Horrific Thai road smash kills 25, two toddlers among the dead

Civil defence personnel at the site of the accident, which claimed the lives of 25 people, in Chonburi, Thailand, on Jan 2, 2017. PHOTO: THE NATION/ASIA NEWS NETWORK
Civil defence personnel at the site of the accident, which claimed the lives of 25 people, in Chonburi, Thailand, on Jan 2, 2017. PHOTO: THE NATION/ASIA NEWS NETWORK

BANGKOK (AFP) - A minivan and a pickup truck both packed with passengers collided in eastern Thailand on Monday (Jan 2), killing 25 people in a harrowing reminder of the country's notoriously dangerous roads.

Police said the minivan driver lost control and ploughed through a central reservation into oncoming traffic in the eastern province of Chonburi. Both vehicles burst into flames.

"Twenty-five people were killed in the road accident," Police Lieutenant Colonel Wiroj Jamjamras at Ban Bueng provincial police station told AFP, adding two toddlers were among the dead.

"The victims were killed by fire or the impact," he added.

Wiroj said 15 people were inside the minivan while 12 passengers were packed into the pickup truck.

Two were injured but are expected to survive, he added.

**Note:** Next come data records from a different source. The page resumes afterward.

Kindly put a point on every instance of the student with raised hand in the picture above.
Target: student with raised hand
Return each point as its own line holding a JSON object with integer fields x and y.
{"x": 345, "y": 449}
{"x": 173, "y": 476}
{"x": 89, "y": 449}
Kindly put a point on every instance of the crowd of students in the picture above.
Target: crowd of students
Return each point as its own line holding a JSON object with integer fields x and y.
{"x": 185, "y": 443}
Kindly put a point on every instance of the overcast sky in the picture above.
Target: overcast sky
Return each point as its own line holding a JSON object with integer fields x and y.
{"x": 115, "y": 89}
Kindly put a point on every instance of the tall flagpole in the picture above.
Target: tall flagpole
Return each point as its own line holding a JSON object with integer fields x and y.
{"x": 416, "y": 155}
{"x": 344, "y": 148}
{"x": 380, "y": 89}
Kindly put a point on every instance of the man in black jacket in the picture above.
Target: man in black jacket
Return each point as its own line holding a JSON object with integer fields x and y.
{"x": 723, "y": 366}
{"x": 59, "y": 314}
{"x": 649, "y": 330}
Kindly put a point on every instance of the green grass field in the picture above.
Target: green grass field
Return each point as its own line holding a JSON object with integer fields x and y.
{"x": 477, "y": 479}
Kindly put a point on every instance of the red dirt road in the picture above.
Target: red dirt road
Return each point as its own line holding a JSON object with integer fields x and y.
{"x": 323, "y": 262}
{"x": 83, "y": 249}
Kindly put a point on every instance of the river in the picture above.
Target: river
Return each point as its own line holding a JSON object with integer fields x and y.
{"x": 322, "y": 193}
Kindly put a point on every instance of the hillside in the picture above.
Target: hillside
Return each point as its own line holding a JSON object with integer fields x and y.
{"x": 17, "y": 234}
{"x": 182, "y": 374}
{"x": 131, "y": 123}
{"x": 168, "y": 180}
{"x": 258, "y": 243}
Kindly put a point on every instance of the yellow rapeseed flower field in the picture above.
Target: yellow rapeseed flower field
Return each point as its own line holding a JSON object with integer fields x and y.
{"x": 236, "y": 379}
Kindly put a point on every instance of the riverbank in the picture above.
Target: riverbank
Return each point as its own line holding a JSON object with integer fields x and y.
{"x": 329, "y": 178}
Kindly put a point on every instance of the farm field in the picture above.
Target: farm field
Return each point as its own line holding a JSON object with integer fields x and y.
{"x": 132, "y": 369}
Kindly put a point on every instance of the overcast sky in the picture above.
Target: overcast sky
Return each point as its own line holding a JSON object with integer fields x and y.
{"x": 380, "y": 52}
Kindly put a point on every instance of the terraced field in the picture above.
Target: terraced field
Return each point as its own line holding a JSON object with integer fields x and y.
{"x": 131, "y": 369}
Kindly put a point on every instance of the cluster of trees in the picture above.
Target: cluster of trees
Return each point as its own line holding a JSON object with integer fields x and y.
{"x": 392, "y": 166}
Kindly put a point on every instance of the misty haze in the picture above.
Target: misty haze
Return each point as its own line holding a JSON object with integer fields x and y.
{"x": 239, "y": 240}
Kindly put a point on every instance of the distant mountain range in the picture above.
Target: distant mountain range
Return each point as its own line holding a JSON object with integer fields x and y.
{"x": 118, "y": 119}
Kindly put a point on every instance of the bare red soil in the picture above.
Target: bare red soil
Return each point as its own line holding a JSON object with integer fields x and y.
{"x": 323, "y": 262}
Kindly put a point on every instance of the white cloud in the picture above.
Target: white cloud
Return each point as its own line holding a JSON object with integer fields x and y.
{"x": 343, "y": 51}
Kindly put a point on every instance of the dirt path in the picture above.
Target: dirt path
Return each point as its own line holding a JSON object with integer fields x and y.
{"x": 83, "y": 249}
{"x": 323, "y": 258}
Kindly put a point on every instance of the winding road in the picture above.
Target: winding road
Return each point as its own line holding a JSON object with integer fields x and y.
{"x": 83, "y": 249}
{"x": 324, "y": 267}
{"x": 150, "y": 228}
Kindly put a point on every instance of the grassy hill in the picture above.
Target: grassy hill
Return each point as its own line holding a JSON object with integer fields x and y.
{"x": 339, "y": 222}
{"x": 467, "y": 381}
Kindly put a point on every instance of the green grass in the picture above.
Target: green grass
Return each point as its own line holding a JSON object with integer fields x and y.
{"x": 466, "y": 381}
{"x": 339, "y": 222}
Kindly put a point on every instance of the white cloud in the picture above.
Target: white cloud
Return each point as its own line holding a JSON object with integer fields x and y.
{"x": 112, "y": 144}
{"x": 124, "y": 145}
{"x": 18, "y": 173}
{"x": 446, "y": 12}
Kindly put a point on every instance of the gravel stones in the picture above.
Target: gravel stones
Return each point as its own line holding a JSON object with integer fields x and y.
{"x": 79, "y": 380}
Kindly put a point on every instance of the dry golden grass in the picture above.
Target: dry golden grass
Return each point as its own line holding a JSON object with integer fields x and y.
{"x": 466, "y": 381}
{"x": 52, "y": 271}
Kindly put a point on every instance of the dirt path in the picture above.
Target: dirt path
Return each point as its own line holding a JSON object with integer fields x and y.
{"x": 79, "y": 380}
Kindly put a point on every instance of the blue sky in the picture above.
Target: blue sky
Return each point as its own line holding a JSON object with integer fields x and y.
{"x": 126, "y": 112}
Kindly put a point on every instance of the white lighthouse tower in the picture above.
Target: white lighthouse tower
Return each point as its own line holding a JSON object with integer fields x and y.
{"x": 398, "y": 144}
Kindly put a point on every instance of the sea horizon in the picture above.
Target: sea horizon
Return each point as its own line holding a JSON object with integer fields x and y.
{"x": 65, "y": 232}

Footage broadcast on Channel 3 showed firefighters tackling the burning, twisted wreckage of the two vehicles.

Despite relatively good infrastructure, Thailand has the world's second most dangerous roads in terms of per capita deaths, according to data collected by the World Health Organization in a 2015 report.

Fatalities tend to rise in the New Year week and during Songkran, a religious festival in April, when millions of low-paid workers return to the countryside from their city jobs to see family.

Both weeks are dubbed the "Seven Deadly Days" in Thai media, with the government keeping a daily death tally during those two periods to try to encourage better road safety.

As of Sunday - the fourth day of the country's New Year holiday week - 280 people had died on Thailand's roads, a 10 per cent increase on last year.

Some 43 per cent of the recorded smashes involved drink-driving and 82 per cent involved motorbikes.